Une échauffourée entre l’attaquant brésilien et Hugo Duro a en effet conduit à l’expulsion de «Vini» à la 90e+7, mais l’arbitre a décidé de ne pas sanctionner le joueur de Valence. «Ce qu’ont gagné les racistes, c’est mon expulsion. Ce n’est pas du foot. C’est la Liga», a dénoncé Vinicius sur Instagram après le match.

«Ce n’était pas la première fois, ni la deuxième ni la troisième. Le racisme est normal en Liga. […] Je suis vraiment triste. Le championnat qui appartenait autrefois à Ronaldinho, Ronaldo, Cristiano et Messi appartient aujourd’hui aux racistes», a assené le jeune joueur. Les marques de soutien à son égard ont afflué dans le monde du football, et au-delà.

Une enquête ouverte

Au lendemain de ces incidents, le parquet de Valence a, de sa propre initiative, ouvert des investigations pour un «délit de haine» présumé.

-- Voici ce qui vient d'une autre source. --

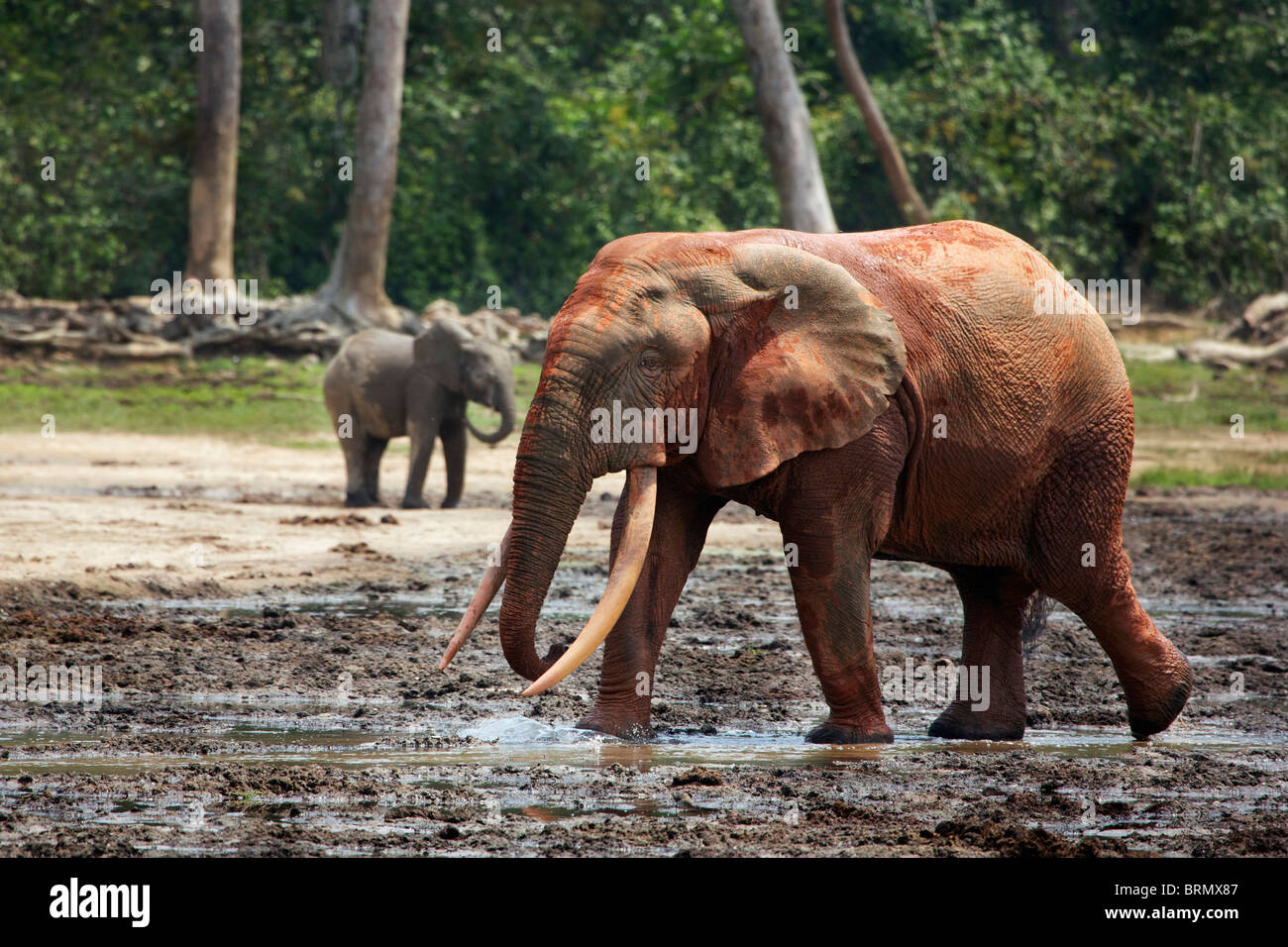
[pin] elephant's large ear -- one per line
(803, 359)
(438, 351)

Dans le rapport remis comme chaque semaine aux autorités compétentes, la Liga a déclaré lundi soir avoir identifié «distinctement» des insultes racistes et des cris de singe.

Devant la presse, le président de la Fédération espagnole de football (RFEF), Luis Rubiales, a reconnu que le football espagnol avait «un problème de racisme», qui, a-t-il ajouté, «entache toute une équipe, tous les supporters, tout un pays». La Fédération a également demandé l'adoption de «mesures plus vigoureuses», qui pourraient aller jusqu'à la fermeture de tribunes, voire de stades en cas de récidive, ainsi que la saisine de la Commission d'État contre la violence, la xénophobie et le racisme dans le sport.

Le Conseil supérieur des sports (CSD) espagnol a affirmé qu'il était en train d'analyser les images afin d'identifier «les auteurs de ces insultes et comportements pour proposer les sanctions appropriées». Le CSD a aussi rappelé que, pour des faits similaires de racisme, il a déjà proposé cette saison 4000 € d'amende et une interdiction de stade d'un an pour les auteurs de ces insultes.

Le gouvernement espagnol, par la voie de son ministre de la Consommation, Alberto Garzon, a réclamé «une réponse ferme» contre ce phénomène qui «montre que le racisme est très ancré chez certains groupes spécifiques de supporters». Quant au président du gouvernement, Pedro Sanchez, il a affirmé lundi soir sur Twitter que «la haine et la xénophobie ne doivent pas avoir de place dans notre football ni dans notre société», réitérant son vœux de «tolérance zéro avec le racisme dans le football».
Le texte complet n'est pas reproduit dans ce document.